「思考力テスト×グローバル教育の挑戦」と題したパネルディスカッションのうち前半は、思考力テストについての取り組みを紹介していただいた。パネルに参加した学校はいずれも、21会が「思考力テスト」と呼ぶ入学試験を行っている。(かえつ有明では「作文入試」、佼成女子では「PISA型入試」、聖学院では「思考力テスト」、文大杉並では「A型テスト」)。これらのテストの狙いやその効果など、各学校の事例を当日のパワーポイントのスライドとともに報告する。なお、聖学院では当日ムービーを流したが、ここでは画像のみを紹介する。(by 鈴木裕之:海外帰国生教育研究家)
佼成学園女子 江川先生より
本校のPISA型入試というのは実生活で直面する様々な課題に対応できる能力を評価する入試問題。既存の学力観だけにとらわれない、教科横断型の思考力をみていく。基礎的な算数や国語の力も見るが、何事にも前向きに向かっていく生徒を求めている。
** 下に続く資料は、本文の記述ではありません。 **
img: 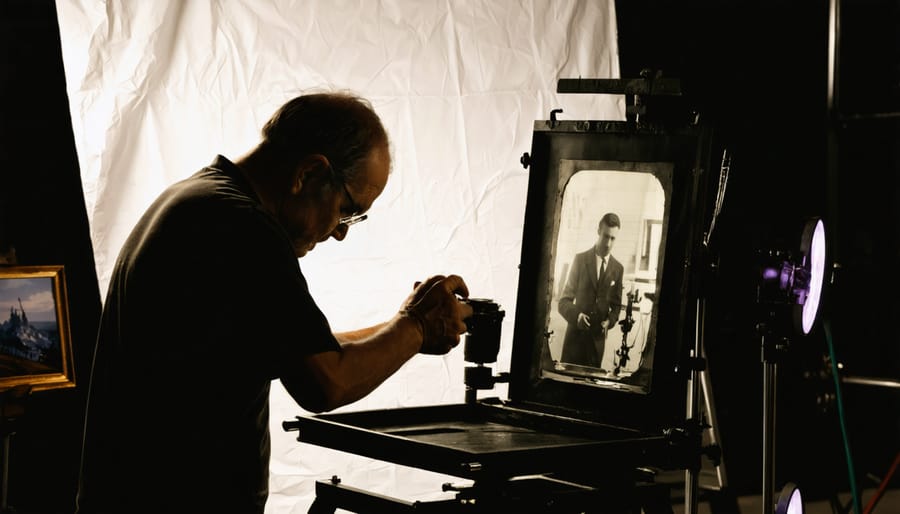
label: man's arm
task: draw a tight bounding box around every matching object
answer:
[558,254,582,324]
[334,323,388,343]
[291,315,423,412]
[282,275,472,412]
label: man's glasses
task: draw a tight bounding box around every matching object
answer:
[337,177,367,228]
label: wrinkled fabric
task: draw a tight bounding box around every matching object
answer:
[57,1,621,512]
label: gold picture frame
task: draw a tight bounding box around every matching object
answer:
[0,265,75,392]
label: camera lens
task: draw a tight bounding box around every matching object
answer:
[462,298,505,364]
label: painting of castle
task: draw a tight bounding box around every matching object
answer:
[0,276,62,377]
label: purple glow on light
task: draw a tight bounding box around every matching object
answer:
[763,268,780,280]
[776,484,805,514]
[802,219,826,334]
[786,488,803,514]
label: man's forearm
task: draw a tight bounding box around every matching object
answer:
[299,315,423,411]
[334,322,389,343]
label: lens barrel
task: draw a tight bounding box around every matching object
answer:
[462,298,505,364]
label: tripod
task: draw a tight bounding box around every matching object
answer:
[683,295,733,514]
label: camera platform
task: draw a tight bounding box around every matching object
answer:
[284,399,689,513]
[284,401,673,483]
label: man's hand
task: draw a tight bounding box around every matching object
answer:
[577,312,592,331]
[401,275,473,354]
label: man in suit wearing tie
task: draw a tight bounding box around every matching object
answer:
[558,212,624,369]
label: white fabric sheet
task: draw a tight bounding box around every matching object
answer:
[56,1,623,511]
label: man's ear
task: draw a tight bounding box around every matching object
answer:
[291,154,331,195]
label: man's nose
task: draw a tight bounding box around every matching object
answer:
[331,224,349,241]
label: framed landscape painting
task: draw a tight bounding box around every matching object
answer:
[0,266,75,392]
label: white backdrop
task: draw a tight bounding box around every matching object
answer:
[56,1,623,512]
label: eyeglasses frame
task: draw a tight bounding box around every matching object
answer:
[328,163,367,228]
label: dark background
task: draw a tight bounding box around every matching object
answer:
[615,0,900,504]
[0,0,897,512]
[1,1,102,513]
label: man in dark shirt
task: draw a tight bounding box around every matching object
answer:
[76,92,472,514]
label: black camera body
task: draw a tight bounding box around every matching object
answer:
[461,298,505,365]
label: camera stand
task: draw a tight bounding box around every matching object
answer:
[678,320,734,514]
[461,299,508,404]
[307,470,675,513]
[682,236,733,514]
[464,365,509,404]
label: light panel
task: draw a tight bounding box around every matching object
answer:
[776,482,805,514]
[801,219,826,334]
[759,216,827,337]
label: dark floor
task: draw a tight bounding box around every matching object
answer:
[673,488,900,514]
PISA型入試で入ってくる生徒にいえるのは、自ら学ぶ力と、仲間と学ぶ力、意欲がある。一般入試で入ってくる生徒と違うところを本校では良い部分として捉え、構成的グループエンカウンターという考えを取り入れながら、生徒同士や先生との対話を通して生徒の良い部分を伸ばしていこうという取り組みをしている。
文化学園大学杉並 窪田先生より
これはA型入試の問題例です。
江戸時代の廻船の絵を見て、船の積荷で工夫されている点を挙げなさいというもの。これをみたとき小6の受験生が頭の中でどのようなことを考えるのかが思考力のプロセスという点で醍醐味。絵と文字情報を元に、積荷がどこになにがあるのかをイメージし、乾いたもの・液体がどこにあるか、また、重さのバランス、船がどういう風なものだったのかなどを考え、文章化することが求められる。暗記された知識を問うだけでなく、日常生活の中で生徒が得た知識や知恵をどのように応用しているかを試す。
聖学院中 本橋先生より
2013年度より思考力テストを導入した。思考力テストのためのセミナーを行ったので、その時の様子のスライドショーを見てほしい。
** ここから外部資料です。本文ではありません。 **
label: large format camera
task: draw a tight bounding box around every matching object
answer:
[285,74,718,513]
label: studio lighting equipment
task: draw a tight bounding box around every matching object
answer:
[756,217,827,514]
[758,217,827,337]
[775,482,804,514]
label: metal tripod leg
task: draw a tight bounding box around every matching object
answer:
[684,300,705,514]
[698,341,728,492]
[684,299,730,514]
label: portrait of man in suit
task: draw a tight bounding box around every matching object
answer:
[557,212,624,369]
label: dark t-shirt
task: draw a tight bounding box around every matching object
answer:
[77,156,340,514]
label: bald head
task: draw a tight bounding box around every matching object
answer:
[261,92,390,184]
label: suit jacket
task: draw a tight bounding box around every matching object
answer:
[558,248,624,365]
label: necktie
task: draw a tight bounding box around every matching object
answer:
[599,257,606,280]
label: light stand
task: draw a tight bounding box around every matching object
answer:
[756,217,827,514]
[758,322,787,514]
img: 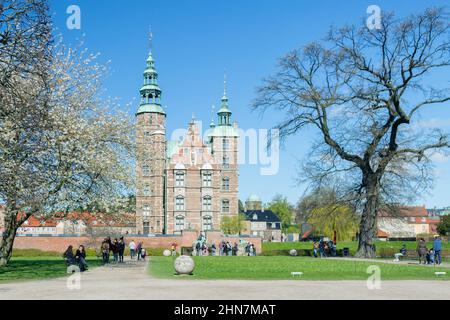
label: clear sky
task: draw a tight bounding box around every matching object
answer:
[49,0,450,208]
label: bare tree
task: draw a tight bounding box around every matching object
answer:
[253,8,450,257]
[0,1,135,265]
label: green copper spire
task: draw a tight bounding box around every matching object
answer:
[210,105,216,128]
[217,73,231,126]
[136,49,165,115]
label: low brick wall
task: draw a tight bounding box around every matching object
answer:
[12,230,262,254]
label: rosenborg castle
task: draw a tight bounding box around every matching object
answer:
[135,49,239,235]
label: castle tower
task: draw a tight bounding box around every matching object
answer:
[136,50,166,234]
[208,77,240,223]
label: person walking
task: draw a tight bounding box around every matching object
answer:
[433,235,442,265]
[416,238,427,264]
[74,245,88,271]
[319,239,325,258]
[129,240,136,259]
[196,241,201,256]
[101,238,110,264]
[171,243,177,256]
[118,237,125,263]
[136,241,142,261]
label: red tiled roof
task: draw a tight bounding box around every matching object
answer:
[377,229,389,237]
[18,211,135,228]
[378,206,427,218]
[22,215,57,227]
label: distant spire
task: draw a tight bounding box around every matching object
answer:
[148,25,153,53]
[210,105,216,128]
[223,71,227,99]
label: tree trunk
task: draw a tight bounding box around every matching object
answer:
[355,175,379,258]
[0,210,18,266]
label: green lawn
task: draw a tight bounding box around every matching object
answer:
[262,240,450,256]
[0,256,102,283]
[149,256,450,280]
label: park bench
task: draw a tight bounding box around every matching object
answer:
[291,272,303,278]
[435,272,446,277]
レゴ・写真・文章などを題材として、発見・思考タイムを設け、まずは一人で考えてもらう。次にシェア体験といって、他の人に自分の意見を言ったり、相手の考えを聞いたりすることで新しい気付きがおこる。それに対して新しい問いが生まれ、問題を深く掘り下げることができる。最終的には自分の考えを100字に要約してもらう。大学生のチューターがそれを読み、コメントを書き、問いかけをする。それを生徒に返し、再び考えるきっかけをつくる。暗記型でなく、自分の知らなかったことでも、発見をしていきながら、その発見をまとめる力をみるテストになっている。
かえつ有明中 石川先生より
セミナーで生徒たちに前もって思考力テストというのはどういったものであるかを体験させるのは有意義なこと。一方的な解説ばかりなのは20世紀型授業の形だが、PILというのはこれに加えて、隣の人と今の内容がどうだったか考えてきてくださいというもので、お互いに新しい気付きがある。
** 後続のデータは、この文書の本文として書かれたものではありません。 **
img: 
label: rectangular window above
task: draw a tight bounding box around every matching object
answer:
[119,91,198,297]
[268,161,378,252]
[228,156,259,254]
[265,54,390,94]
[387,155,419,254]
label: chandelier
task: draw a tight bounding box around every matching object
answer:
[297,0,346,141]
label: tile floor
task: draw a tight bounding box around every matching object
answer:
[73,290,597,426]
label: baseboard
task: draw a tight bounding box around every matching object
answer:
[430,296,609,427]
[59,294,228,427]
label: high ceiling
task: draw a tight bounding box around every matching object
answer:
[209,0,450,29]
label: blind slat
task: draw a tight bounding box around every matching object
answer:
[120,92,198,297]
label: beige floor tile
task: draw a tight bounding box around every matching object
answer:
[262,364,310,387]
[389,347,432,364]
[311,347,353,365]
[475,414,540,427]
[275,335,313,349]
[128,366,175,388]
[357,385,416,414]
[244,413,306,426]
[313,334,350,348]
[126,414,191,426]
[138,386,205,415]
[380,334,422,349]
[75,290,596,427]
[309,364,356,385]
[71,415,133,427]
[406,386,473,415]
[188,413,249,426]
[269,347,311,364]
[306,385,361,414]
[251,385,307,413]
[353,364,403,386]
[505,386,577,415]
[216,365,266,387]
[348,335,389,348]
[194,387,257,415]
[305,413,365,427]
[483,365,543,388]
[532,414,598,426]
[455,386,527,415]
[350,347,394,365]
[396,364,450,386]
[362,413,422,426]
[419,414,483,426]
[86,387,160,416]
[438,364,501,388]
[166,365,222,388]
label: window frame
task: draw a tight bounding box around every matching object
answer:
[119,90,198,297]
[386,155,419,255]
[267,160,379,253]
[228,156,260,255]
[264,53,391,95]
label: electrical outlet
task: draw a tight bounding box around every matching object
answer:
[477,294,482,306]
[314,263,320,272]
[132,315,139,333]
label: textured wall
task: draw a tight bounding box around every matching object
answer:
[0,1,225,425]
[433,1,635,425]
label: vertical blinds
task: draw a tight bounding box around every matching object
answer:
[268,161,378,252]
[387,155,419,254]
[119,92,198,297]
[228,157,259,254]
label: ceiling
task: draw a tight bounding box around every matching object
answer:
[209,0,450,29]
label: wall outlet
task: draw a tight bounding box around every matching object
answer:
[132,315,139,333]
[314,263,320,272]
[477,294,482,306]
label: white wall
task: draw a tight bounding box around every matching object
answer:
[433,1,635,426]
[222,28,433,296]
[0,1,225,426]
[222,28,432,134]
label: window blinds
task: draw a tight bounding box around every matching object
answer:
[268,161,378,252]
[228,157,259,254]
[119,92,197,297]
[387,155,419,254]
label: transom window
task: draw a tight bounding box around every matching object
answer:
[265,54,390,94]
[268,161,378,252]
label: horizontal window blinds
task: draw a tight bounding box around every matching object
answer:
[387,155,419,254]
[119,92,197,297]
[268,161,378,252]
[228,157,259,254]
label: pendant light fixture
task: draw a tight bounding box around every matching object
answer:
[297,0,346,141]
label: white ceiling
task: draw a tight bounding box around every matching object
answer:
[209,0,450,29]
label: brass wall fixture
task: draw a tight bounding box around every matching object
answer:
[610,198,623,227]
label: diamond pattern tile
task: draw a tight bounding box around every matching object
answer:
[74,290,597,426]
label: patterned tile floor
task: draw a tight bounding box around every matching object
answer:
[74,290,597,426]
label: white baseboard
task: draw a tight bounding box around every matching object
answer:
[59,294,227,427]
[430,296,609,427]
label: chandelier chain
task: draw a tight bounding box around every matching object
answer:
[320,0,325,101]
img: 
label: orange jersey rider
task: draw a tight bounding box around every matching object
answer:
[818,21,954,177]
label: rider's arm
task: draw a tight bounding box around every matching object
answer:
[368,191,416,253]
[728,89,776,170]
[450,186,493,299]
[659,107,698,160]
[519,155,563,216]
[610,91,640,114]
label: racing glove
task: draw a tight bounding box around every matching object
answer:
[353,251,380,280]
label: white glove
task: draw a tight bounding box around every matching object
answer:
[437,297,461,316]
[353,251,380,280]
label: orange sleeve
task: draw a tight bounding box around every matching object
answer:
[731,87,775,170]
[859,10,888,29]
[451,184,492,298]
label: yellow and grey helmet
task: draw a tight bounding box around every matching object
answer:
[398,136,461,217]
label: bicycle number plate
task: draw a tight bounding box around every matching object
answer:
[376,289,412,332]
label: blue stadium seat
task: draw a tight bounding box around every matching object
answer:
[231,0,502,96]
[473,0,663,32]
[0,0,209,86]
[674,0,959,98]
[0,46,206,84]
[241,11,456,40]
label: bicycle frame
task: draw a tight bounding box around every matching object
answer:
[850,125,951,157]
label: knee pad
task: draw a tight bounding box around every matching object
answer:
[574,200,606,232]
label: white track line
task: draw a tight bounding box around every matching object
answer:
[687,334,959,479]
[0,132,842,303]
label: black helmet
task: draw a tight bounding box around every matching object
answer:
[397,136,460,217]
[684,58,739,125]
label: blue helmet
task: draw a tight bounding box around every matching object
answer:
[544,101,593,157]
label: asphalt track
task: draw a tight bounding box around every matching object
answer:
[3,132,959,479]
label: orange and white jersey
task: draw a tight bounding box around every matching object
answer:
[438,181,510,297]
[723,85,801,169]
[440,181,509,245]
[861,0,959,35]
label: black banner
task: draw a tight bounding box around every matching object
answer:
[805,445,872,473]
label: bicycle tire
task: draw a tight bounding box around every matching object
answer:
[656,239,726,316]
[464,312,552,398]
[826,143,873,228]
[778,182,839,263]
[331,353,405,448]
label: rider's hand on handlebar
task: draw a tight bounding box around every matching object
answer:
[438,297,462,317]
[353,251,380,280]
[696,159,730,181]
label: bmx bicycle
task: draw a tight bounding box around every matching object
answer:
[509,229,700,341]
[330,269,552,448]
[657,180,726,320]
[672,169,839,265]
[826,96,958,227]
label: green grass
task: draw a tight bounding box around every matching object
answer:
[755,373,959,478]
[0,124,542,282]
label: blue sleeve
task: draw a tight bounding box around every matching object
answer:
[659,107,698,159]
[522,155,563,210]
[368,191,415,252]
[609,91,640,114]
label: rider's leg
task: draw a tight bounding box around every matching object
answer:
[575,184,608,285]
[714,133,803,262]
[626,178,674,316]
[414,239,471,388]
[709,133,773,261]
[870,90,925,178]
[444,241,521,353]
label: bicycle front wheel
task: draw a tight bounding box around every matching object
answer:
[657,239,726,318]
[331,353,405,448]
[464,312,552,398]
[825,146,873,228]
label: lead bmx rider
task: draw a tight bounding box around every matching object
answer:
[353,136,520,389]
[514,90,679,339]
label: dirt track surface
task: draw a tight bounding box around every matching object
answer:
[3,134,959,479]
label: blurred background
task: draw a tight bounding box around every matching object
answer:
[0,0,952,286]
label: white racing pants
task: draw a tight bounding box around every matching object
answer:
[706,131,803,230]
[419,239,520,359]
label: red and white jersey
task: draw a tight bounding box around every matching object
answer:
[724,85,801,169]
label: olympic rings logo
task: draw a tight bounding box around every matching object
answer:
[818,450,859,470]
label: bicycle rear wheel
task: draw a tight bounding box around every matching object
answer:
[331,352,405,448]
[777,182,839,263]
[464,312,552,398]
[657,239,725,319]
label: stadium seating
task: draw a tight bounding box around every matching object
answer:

PBLでは、例えば今日団体で来ている方々が会の内容を持ち帰って、それについて話し合い、議論をするというものになる。今後の授業の中でも取り入れられていくのではないか。そこに電子ボードで匿名&リアルタイムで生徒が思っていること考えていることが表示されるシステムができるとすごいことになる。世の中にはニコニコ動画やtwitterなどとしてもう存在するが、教育の場もそこまで進んでくるのではないか。そこまで進まないと本当には変わったと言えないのかもしれない。